Search papers, labs, and topics across Lattice.
This paper introduces a lightweight multimodal reasoning framework for clinical scene understanding, addressing limitations of current VLMs in temporal reasoning and structured output generation for robotics. The framework combines the Qwen2.5-VL-3B-Instruct model with a SmolAgent-based orchestration layer to enable chain-of-thought reasoning, speech-vision fusion, and dynamic tool invocation for generating structured scene graphs. Evaluations on Video-MME and a custom clinical dataset demonstrate competitive accuracy and improved robustness compared to existing VLMs, highlighting potential for applications like robot-assisted surgery.
Clinical robots get a brain boost: a lightweight multimodal agent uses structured scene graphs and interpretable retrieval to outmaneuver larger VLMs in complex healthcare scenarios.

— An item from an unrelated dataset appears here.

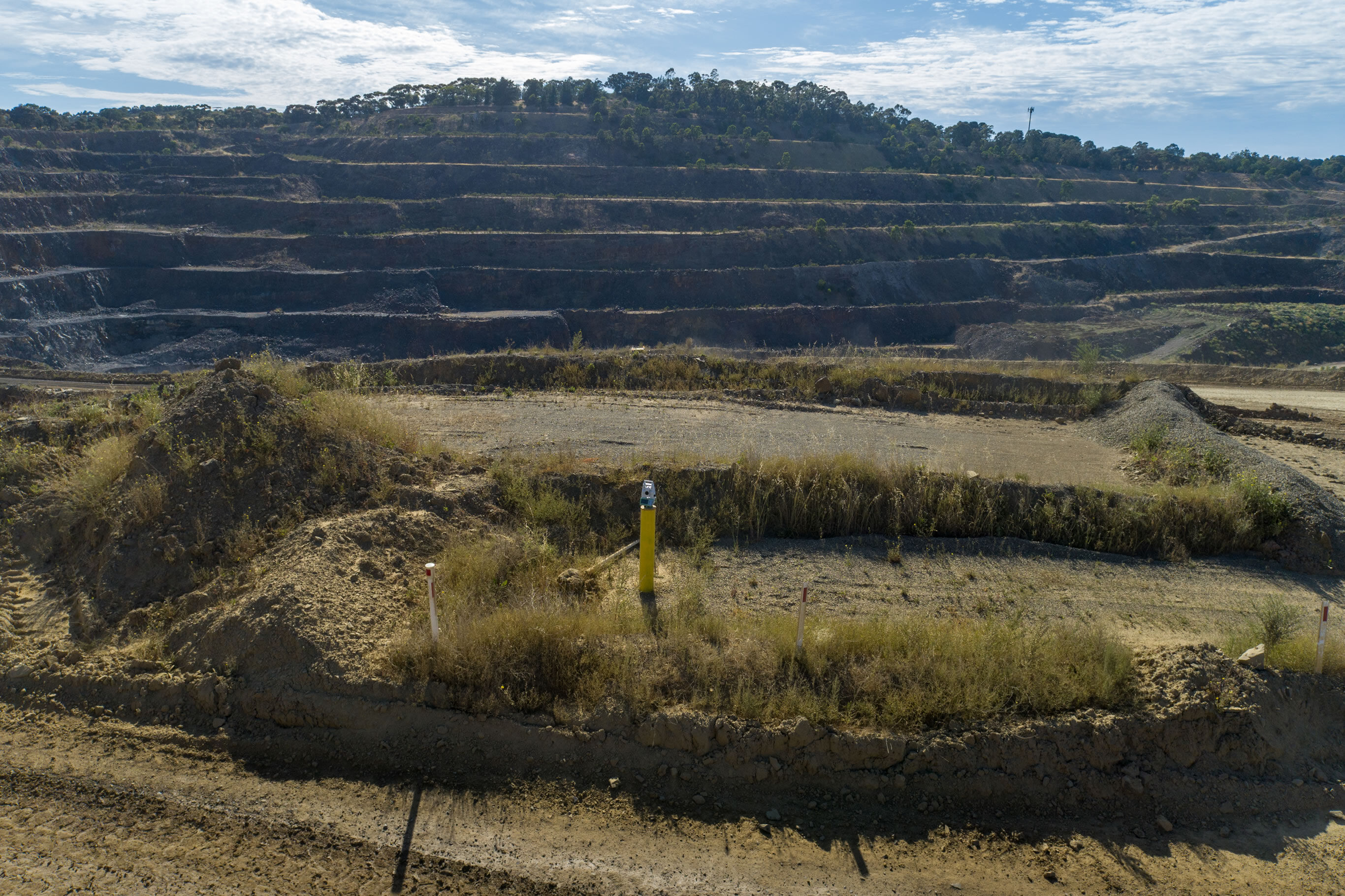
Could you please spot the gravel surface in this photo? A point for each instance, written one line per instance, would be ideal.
(623, 428)
(1314, 541)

Healthcare robotics requires robust multimodal perception and reasoning to ensure safety in dynamic clinical environments. Current Vision-Language Models (VLMs) demonstrate strong general-purpose capabilities but remain limited in temporal reasoning, uncertainty estimation, and structured outputs needed for robotic planning. We present a lightweight agentic multimodal framework for video-based scene understanding. Combining the Qwen2.5-VL-3B-Instruct model with a SmolAgent-based orchestration layer, it supports chain-of-thought reasoning, speech-vision fusion, and dynamic tool invocation. The framework generates structured scene graphs and leverages a hybrid retrieval module for interpretable and adaptive reasoning. Evaluations on the Video-MME benchmark and a custom clinical dataset show competitive accuracy and improved robustness compared to state-of-the-art VLMs, demonstrating its potential for applications in robot-assisted surgery, patient monitoring, and decision support.